Last year Ryan Heat, spokesman for Kroes, was quoted by the Bulgarian media as saying “the EU will not interfere in solving the media problems in Bulgaria despite understanding their urgency”. Kroes, as well as the Commissioner for Justice, Viviane Reding, have called for a debate between society, media and the government, which, in their opinion, would lead to improvement in the situation with the media. This may be presumed to mean that the EU would, for the time being, continue with its “soft” approach. However, this appears in direct contradiction with one of the main recommendation made by the High-level Group on Media Freedom and Pluralism in its final report of January 2013: “The EU should be considered competent to act to protect media freedom and pluralism at state level in order to guarantee the substance of the rights granted by the treaties to EU citizens.” The evidence suggests that it is unlikely the constraints to freedom of expression in Bulgaria will be overcome simply by debate. The dominant model of governance in Bulgaria is based on interdependency and power struggles, corruption and patronage, combined with effective impunity and a disregard of the law by those close to power. This model breeds nothing but disillusion, apathy and cynicism toward the state, erodes trust in institutions and crushes faith in the ongoing process of building a democratic civil society. Without the help of the EU, Bulgaria is unlikely to achieve a different way of governing, which would also include an autonomous media and independent journalism as an essential element of democracy. As Kroes puts it, “Journalism is connected with democracy as without journalism there is no democracy” and “when we talk about media freedom, it is about protecting key values. Not all EU countries enjoy such freedom and we should fight for it.”

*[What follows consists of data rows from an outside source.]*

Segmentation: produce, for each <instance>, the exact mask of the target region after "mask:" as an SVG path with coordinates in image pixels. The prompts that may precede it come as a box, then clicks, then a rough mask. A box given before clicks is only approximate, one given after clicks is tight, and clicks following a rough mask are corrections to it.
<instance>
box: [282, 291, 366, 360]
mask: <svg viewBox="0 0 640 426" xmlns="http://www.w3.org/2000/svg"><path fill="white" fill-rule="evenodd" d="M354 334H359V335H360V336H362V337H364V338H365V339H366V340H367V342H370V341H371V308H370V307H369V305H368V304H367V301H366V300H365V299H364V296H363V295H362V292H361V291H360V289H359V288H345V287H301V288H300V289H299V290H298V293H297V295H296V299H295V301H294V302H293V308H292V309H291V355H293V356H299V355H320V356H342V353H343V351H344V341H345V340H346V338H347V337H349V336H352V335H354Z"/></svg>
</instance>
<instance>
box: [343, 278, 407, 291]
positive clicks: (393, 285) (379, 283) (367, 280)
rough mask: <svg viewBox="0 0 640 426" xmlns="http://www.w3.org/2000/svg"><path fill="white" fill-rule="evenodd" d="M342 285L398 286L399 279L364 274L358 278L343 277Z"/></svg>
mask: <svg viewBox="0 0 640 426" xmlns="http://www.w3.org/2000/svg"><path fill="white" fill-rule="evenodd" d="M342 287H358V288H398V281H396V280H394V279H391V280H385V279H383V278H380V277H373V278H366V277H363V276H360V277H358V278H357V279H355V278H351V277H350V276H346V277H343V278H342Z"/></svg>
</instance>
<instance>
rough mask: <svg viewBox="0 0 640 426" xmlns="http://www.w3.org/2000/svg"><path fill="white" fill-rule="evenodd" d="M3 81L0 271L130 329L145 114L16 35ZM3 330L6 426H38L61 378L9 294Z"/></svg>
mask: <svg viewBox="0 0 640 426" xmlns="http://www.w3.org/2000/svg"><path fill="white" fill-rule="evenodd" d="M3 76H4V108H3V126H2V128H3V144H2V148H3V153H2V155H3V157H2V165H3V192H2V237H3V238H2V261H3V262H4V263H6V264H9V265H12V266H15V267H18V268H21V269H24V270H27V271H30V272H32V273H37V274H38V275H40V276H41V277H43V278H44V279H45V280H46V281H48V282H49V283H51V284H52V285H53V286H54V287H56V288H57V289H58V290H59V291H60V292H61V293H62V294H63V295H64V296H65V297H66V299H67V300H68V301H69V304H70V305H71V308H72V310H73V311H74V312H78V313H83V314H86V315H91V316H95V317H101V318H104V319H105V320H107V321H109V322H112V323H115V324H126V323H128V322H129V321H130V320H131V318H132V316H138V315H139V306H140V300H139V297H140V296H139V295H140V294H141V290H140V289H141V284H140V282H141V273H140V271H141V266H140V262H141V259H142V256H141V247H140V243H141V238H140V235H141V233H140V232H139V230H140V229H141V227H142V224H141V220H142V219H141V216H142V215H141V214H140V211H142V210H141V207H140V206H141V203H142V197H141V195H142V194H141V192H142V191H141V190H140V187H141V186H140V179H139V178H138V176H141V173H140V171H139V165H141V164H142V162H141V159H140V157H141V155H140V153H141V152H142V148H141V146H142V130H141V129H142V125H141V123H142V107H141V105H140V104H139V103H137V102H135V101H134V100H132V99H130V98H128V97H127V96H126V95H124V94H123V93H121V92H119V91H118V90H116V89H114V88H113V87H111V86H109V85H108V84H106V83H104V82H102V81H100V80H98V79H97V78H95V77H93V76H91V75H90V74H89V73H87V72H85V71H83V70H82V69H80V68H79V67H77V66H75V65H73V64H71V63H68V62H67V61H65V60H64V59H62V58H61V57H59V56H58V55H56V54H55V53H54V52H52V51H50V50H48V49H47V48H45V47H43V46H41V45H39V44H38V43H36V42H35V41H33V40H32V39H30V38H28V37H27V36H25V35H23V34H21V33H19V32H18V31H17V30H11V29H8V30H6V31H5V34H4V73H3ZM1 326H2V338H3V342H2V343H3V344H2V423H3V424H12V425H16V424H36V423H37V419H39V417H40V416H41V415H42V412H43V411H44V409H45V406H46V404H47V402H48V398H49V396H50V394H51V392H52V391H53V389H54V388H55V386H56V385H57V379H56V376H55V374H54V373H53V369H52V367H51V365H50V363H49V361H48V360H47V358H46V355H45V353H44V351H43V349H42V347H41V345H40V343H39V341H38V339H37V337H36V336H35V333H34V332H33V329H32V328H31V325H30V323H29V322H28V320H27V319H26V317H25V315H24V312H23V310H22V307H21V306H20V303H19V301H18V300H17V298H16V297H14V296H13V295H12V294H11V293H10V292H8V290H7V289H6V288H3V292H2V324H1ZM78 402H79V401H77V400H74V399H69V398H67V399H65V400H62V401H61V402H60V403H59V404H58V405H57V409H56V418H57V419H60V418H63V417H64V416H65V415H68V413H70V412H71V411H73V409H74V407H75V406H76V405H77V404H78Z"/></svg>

Instead of its soft approach, the EU could develop stronger legal mechanisms to enforce its Charter of Fundamental Rights, especially Article 11, in countries such as Bulgaria, where evidence suggests that it is completely disregarded by those in power. It could also ensure that all EU members follow its latest resolution on media freedom, recently adopted by the European parliament. Surely it is time for the EU to match its talk about the vital importance of free media and journalism for democracy with the necessary actions to protect it: Europe must live up to its own rhetoric.